It's been an interesting couple of days to say the least.
My mom thought that the dog might need to be put to sleep. But it turned out to be an inner infection. So the dog is going to be perfectly fine which is great news.
But the other thing that has really come to the fore front of my mind is joining the Air Force. I'm scheduled to have a meeting with the recruiter on Friday. I'm slightly terrified but I'm excited. I've been doing a lot of reading about Basic Training. It really doesn't seem all that horrible. I can only imagine how bad the Marine Corp Basic would be.
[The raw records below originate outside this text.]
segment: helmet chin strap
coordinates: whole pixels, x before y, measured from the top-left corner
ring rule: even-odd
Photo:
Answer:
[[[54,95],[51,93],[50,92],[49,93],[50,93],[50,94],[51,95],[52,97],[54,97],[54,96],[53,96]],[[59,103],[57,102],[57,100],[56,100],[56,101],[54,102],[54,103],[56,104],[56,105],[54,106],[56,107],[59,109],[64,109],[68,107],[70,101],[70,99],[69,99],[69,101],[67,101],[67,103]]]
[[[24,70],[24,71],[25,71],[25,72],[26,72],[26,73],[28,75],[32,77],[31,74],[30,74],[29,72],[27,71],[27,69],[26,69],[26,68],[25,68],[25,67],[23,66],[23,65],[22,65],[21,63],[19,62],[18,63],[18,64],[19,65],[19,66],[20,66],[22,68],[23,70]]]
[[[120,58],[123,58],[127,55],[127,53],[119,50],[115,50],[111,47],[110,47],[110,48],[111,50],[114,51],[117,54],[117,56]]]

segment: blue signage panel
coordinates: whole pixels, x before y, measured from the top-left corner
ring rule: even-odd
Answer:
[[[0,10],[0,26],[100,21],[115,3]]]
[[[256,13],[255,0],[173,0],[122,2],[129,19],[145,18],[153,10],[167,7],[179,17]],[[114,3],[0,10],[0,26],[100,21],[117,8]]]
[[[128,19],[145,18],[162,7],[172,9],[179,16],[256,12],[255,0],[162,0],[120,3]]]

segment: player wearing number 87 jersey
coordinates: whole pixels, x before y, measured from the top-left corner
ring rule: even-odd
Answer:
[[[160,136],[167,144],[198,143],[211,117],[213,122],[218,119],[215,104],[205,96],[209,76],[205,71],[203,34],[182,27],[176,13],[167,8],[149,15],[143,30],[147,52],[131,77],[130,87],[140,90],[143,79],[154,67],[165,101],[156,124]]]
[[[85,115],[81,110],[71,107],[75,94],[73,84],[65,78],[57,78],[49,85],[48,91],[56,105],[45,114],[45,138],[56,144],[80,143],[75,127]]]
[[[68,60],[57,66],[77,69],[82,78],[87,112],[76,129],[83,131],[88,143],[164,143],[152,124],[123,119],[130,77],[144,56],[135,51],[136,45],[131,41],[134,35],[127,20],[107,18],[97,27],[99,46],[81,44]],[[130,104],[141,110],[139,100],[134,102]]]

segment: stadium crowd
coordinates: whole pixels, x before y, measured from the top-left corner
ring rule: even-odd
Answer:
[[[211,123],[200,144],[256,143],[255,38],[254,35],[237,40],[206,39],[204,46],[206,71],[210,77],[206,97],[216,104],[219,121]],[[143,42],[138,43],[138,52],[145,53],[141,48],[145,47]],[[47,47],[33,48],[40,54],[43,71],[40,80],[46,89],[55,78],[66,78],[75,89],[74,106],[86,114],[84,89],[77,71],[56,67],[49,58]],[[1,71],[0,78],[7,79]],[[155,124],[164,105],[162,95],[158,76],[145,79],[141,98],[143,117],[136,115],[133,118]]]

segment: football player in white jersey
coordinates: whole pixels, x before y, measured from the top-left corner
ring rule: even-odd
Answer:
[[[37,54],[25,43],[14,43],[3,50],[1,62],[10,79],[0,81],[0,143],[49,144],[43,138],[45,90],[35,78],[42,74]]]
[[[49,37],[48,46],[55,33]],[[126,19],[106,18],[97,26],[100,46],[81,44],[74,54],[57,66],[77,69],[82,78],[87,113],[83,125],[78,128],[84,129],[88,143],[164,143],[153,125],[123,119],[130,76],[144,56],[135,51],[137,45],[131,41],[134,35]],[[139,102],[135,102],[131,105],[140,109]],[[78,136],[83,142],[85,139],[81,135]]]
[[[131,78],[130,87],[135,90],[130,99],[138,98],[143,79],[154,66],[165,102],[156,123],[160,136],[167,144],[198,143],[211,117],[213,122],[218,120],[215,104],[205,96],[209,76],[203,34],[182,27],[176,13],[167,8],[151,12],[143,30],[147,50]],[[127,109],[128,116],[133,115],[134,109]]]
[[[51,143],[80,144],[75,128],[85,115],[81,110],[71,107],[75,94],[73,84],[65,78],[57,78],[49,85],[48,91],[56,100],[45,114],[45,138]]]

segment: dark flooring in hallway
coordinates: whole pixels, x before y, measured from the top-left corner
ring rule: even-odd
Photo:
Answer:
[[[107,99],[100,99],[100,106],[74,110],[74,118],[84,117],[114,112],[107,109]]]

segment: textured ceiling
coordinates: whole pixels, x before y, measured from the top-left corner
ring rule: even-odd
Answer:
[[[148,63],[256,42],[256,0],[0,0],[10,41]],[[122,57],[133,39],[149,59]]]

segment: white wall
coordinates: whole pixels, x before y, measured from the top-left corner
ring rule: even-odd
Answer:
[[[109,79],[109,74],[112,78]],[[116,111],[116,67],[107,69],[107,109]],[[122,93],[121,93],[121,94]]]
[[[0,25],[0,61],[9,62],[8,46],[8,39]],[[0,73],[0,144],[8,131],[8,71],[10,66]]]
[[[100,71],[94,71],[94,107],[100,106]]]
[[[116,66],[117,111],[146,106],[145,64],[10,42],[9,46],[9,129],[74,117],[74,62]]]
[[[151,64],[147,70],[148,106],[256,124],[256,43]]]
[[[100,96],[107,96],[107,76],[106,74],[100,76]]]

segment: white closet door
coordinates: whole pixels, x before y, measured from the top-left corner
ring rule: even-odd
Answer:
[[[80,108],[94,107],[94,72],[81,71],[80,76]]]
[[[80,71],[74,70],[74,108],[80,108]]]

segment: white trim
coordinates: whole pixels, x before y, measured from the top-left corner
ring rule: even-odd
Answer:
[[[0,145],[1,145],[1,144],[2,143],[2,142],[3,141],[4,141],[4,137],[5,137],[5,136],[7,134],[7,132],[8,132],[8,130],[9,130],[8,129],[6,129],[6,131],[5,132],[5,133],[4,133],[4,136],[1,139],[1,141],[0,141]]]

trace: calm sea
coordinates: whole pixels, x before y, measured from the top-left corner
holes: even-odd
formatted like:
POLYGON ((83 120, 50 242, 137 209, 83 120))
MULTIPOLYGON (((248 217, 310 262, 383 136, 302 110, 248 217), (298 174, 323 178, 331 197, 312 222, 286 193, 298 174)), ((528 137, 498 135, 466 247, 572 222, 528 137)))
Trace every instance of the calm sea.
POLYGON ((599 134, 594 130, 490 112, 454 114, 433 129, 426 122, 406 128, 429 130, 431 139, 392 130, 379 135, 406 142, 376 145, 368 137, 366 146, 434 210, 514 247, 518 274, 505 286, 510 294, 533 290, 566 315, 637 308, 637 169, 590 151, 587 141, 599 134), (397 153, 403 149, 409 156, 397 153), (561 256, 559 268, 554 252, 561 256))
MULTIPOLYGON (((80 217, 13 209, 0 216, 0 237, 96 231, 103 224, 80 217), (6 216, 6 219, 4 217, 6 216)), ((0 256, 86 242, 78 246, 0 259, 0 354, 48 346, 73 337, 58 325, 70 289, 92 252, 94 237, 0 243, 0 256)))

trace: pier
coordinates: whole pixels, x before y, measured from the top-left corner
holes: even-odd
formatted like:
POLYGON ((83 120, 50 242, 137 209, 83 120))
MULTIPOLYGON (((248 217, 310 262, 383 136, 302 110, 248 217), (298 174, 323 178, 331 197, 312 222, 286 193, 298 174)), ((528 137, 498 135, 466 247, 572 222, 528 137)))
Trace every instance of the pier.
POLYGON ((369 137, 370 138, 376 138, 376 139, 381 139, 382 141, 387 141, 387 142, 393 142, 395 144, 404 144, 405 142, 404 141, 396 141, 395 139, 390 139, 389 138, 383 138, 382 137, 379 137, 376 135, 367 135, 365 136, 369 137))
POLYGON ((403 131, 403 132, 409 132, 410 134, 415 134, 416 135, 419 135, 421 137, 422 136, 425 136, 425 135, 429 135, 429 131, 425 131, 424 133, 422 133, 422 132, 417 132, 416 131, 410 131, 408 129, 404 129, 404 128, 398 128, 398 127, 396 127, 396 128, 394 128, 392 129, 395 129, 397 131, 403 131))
However, as the title of this blog says, I've found the right words this weekend. I watched a Master Theater production last night called "My Boy Jack." It was really quite good and I would recommend it to everyone. The story was about Jack Kipling, who was the son of Rudyard Kipling, going to fight in WWI and becoming his own man. He was killed the day after his 18th birthday. After watching this, I suddenly realized what I've been trying to tell my family about joining the military.
I need to become my own adult. At the age of 21, I still feel like a teenager, just a kid really. I need to separate from everyone and venture out of my comfort zone. I found the right words to describe this feeling I've had since I was 12 years old. It comes as a huge relief to be able to communicate this. Yeah, I might die if I get sent over-seas and I've considered that. But I might die here tomorrow, by accident, having never felt that my life was fulfilled. How can I not fill this need I have?
This is all of course extraordinarily heavy for a blog on a tv.com website. But sometimes just writing things down that other people might read is really nice. It's like scrawling messages on the bathroom wall and knowing that it's anonymous but some people will read it.
Well, hope everyone has a good week ahead of them.